Emocje w Krośnie - relacja z meczu MOSiR Krosno - Sokół Łańcut

Po raz drugi i ostatni w tym sezonie krośnieńscy kibice mogli obejrzeć derby Podkarpacia. Po przegranej przed tygodniem z Siarką Tarnobrzeg, tym razem Delikatesy Centrum PBS Bank MOSiR Krosno stanęły na wysokości zadania i pokonały Sokoła Łańcut.

Pojedynek miał niezwykle wyrównany przebieg. Krośnianie w pierwszej kwarcie wyszli na siedmiopunktowe prowadzenie i była to najwyższa przewaga podopiecznych Mariusza Zamirskiego w całym spotkaniu. Inauguracyjna odsłona to przede wszystkim dobra gra trójki Grzegorz Ożóg, Piotr Pluta i Przemysław Hajnsz. W ekipie Sokoła czoła gospodarzom stawiał Bartosz Dubiel, który rzucił dziesięć oczek.

W drugiej części meczu po raz pierwszy na prowadzenie wyszli łańcucianie. Podopieczni Dariusza Kaszowskiego szybko zniwelowali straty, a po dwóch minutach gry wygrywali 23:21. Jednak po punktach Ożoga i Adriana Mroczka-Truskowskiego krośnianie ponownie znaleźli się na prowadzeniu i to oni zwycięsko zakończyli pierwszą połowę pojedynku.

Po przerwie minimalną przewagę osiągnęli goście, którzy trzecią kwartę wygrali 17:13 i prowadzili jednym punktem w całym spotkaniu. Emocjonujący przebieg miała ostatnia odsłona meczu. Czwartą "ćwiartkę" za sprawą czterech punktów Wojciecha Pisarczyka doskonale rozpoczęli łańcucianie. Jednak w ostatniej kwarcie dwoił się i troił Mroczek-Truskowski, który na trzy i pół minuty przed końcową syreną ustalił wynik spotkania na 62:62. Do rozstrzygnięcia pojedynku potrzebna była dogrywka, w której lepiej spisali się gospodarze. Po punktach Pluty, Hajnsza i Ożoga krośnianie ostatecznie pokonali Sokoła 67:64.

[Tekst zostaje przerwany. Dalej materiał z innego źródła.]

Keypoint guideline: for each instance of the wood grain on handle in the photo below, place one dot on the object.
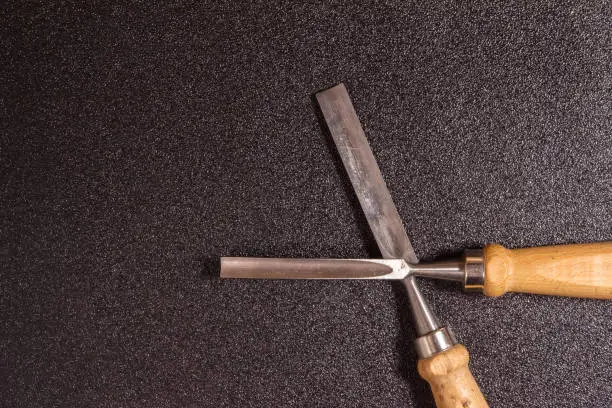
(451, 381)
(580, 270)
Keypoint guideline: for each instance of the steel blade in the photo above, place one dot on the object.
(283, 268)
(360, 164)
(373, 194)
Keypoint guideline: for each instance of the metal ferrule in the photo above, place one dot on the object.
(469, 270)
(434, 342)
(473, 261)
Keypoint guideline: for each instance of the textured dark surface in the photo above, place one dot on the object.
(140, 143)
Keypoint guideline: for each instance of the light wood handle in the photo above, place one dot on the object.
(451, 381)
(581, 270)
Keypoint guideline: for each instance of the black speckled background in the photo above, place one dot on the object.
(140, 142)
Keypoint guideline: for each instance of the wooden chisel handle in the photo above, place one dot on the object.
(451, 381)
(580, 270)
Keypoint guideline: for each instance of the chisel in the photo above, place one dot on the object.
(579, 270)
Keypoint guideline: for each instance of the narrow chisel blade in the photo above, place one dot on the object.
(283, 268)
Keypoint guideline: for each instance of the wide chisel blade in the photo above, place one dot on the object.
(359, 161)
(283, 268)
(373, 194)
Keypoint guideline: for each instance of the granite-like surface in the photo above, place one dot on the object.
(138, 143)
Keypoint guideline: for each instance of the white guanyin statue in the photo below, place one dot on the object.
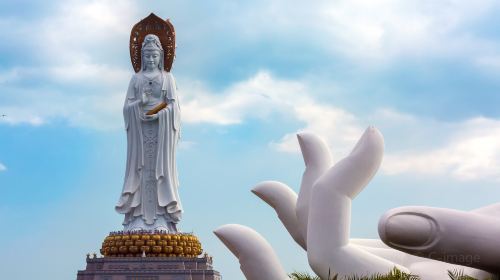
(150, 199)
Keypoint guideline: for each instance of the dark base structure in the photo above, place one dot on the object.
(149, 268)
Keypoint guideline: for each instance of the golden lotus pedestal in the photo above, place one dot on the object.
(150, 256)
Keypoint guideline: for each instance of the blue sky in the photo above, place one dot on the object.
(250, 75)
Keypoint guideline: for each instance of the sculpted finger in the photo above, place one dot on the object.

Na wyróżnienie w zespole gości zasługuje przede wszystkim Bartosz Dubiel, który zapisał na swoim koncie dziewiętnaście oczek i dziewięć zbiórek. Dobre spotkanie rozegrali Tomasz Fortuna i Wojciech Pisarczyk. Poniżej swojego normalnego poziomu zagrał Rafał Glapiński, który wszystkie sześć punktów zdobył z linii rzutów wolnych.

W drużynie Delikatesów Centrum PBS Bank MOSiR Krosno na zwycięstwie najbardziej zależało Adrianowi Mroczkowi-Truskowskiemu. To właśnie punkty byłego zawodnika Sokoła zapewniły krośnianom remis. Dobrze zaprezentowali się również Piotr Pluta, Przemysław Hajnsz i Grzegorz Ożóg, który zaliczył double-double (13 punktów i 11 zbiórek).

Środowy mecz był trzecimi derbami Podkarpacia w tym sezonie. Do kolejnych dojdzie dopiero w rundzie rewanżowej. Jak na razie w tych pojedynkach wszystkie zespoły zanotowały po jednym zwycięstwie.

Delikatesy Centrum PBS Bank MOSiR Krosno - PTG Sokół Łańcut 69:64 (21:16, 15:17, 13:17, 13:12, d.7:2)

MOSiR: A. Mroczek-Truskowski 18 (2x3), P. Pluta 17 (1x3), P. Hajnsz 16, G. Ożóg 13, K. Michalski 3 (1x3), T. Przewrocki 2, B. Bal 0, M. Musijowski 0, Ł. Puścizna 0.

Sokół: B. Dubiel 19 (1x3), W. Pisarczyk 14, T. Fortuna 12 (2x3), M. Nitsche 6, R. Glapiński 6, J. Szurlej 4, Ł. Paul 2, I. Chromicz 1.